Feeling like her heart was breaking, Jenna continued hoarsely, “I do feel that way about you—but you don’t feel that way about me, you never have. And you can’t build a relationship by yourself.” Jenna blinked back a fresh flood of tears. “It takes two people to make a marriage. Two people, equally committed, to make the kind of long-lasting union that Lilah and John McCabe have, that my parents had and that even your parents have.” Jenna knew she did not deserve any less.
Jake stared at her incredulously. “You really think that little of me?” he demanded, looking as deeply disappointed in her as she was in him. “That I would let anything or anyone come between us again?”
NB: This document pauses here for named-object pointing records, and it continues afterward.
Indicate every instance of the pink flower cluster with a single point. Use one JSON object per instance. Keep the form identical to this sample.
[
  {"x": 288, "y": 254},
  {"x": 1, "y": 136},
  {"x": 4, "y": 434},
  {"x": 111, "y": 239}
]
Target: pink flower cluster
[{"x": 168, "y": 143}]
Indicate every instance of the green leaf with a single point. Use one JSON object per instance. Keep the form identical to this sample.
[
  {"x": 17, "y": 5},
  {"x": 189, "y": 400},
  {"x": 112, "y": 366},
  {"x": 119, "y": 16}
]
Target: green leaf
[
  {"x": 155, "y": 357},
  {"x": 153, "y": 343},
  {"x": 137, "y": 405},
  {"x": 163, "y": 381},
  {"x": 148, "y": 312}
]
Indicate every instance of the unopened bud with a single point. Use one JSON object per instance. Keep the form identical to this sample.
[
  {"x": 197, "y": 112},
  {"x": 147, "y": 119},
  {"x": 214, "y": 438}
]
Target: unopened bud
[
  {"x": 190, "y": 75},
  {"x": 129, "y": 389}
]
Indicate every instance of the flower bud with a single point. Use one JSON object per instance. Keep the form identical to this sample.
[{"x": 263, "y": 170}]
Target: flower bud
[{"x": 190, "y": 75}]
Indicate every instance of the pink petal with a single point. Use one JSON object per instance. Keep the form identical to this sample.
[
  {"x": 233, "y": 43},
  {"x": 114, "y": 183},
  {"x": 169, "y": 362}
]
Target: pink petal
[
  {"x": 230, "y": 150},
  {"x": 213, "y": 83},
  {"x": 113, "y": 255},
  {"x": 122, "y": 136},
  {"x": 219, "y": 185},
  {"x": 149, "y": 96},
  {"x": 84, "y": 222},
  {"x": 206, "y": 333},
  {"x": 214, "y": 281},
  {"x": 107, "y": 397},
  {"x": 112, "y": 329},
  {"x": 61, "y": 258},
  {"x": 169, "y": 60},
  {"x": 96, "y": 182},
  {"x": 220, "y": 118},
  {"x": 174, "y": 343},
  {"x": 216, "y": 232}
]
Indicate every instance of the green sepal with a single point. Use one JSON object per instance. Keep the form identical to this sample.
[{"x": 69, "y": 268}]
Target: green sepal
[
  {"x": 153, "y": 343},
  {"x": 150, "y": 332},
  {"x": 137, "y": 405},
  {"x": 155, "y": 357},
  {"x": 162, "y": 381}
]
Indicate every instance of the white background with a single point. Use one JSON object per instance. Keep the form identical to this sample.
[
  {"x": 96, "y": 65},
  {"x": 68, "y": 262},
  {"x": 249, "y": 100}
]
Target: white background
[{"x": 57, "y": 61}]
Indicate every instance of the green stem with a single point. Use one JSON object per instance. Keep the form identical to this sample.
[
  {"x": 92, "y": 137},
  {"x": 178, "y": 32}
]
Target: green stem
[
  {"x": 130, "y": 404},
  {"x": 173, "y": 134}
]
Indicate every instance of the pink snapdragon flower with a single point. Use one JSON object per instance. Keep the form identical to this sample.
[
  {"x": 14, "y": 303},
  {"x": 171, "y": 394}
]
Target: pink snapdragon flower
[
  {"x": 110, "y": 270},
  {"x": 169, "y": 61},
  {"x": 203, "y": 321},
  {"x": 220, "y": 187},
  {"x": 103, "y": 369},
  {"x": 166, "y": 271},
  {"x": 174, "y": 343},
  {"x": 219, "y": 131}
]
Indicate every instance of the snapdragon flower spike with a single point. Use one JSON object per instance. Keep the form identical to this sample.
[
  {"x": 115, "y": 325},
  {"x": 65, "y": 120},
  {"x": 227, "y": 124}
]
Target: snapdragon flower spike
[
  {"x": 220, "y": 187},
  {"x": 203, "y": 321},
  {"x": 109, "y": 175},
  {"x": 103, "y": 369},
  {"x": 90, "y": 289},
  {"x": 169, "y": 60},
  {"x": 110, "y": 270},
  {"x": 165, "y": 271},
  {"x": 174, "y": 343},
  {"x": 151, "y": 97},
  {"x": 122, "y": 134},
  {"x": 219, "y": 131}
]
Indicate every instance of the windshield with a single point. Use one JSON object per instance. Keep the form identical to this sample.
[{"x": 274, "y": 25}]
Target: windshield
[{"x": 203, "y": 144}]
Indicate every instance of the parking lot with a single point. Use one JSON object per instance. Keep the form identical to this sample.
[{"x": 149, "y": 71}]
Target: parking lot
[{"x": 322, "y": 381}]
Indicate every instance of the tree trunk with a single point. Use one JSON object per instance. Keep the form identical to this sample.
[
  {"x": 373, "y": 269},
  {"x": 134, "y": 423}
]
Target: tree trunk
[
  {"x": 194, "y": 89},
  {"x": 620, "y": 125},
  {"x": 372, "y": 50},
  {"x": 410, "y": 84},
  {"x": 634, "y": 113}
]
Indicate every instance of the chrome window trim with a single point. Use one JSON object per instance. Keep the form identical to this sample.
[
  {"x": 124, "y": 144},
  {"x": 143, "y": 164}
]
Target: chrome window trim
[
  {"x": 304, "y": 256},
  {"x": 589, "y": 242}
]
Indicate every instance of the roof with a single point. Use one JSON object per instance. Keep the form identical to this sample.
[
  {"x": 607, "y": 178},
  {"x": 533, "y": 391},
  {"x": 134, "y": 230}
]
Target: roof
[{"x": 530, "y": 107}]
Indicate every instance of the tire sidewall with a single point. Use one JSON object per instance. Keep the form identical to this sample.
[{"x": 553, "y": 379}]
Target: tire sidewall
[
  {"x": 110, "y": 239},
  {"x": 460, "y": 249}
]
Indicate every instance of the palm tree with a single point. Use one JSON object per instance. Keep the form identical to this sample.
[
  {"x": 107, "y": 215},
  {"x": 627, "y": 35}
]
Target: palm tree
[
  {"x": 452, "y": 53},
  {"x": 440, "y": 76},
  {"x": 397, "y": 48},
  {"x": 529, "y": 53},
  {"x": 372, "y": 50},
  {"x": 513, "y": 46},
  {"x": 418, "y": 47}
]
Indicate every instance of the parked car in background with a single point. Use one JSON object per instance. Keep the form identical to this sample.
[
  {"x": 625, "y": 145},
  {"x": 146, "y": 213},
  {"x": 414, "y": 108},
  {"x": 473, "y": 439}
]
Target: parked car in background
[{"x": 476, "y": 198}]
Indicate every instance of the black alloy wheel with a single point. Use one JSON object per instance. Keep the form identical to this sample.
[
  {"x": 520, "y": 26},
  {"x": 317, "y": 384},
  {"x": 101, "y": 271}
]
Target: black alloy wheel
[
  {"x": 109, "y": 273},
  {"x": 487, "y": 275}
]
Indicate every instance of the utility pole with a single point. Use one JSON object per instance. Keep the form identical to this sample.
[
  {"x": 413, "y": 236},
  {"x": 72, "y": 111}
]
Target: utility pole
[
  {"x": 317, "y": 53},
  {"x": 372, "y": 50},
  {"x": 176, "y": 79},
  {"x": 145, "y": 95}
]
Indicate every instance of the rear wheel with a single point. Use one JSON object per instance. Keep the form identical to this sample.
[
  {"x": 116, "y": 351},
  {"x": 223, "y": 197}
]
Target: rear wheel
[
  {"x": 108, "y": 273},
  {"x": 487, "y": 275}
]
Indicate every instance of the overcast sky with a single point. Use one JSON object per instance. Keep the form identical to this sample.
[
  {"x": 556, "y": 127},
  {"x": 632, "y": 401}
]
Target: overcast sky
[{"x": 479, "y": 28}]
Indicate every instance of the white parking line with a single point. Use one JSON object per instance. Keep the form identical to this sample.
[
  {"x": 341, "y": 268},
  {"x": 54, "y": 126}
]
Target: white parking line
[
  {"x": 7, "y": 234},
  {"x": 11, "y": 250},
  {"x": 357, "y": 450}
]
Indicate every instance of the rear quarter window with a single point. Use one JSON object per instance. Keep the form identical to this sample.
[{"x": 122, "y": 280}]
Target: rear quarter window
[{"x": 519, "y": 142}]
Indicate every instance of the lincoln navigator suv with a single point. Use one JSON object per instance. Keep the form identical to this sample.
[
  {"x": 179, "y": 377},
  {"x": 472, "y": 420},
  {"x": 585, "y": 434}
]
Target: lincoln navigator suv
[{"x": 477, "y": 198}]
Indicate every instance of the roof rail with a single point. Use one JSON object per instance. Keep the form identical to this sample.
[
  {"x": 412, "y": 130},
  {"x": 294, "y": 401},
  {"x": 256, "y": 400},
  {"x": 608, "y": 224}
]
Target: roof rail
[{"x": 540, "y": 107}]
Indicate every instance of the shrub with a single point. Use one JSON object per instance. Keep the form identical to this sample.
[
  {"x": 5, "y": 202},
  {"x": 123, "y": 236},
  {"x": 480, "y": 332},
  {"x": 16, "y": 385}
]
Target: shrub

“You already have,” Jenna whispered, wishing with all her heart that things were different. “And I can’t live that way, Jake, always waiting for the ax to fall. Waiting for the next thing to come along and get in the way of our relationship. Waiting for another reason for you to once again abandon me or push me aside or ask me to wait until you come back, and never knowing whether or not you actually will!” She couldn’t bear for him to make seemingly heartfelt promises to her, only to break them. It would be better not to have him in her life at all.
“Nothing is going to get between us unless you want it to,” Jake retorted furiously, pushing the words between his teeth. Looking exasperated beyond belief, he planted his hands on his hips and regarded Jenna sternly. “But then maybe that’s been the plan all along,” he said slowly. Moving closer, he narrowed his eyes at her suspiciously. “What was it you told your sisters—that the only reason you were seeing me at all again was to get your revenge? That you wanted me to suffer the way you had suffered the last time, when you were dumped unceremoniously? Well, congratulations, lady,” Jake growled as he stormed toward the door, grabbing his tuxedo jacket as he went, “you got your revenge.”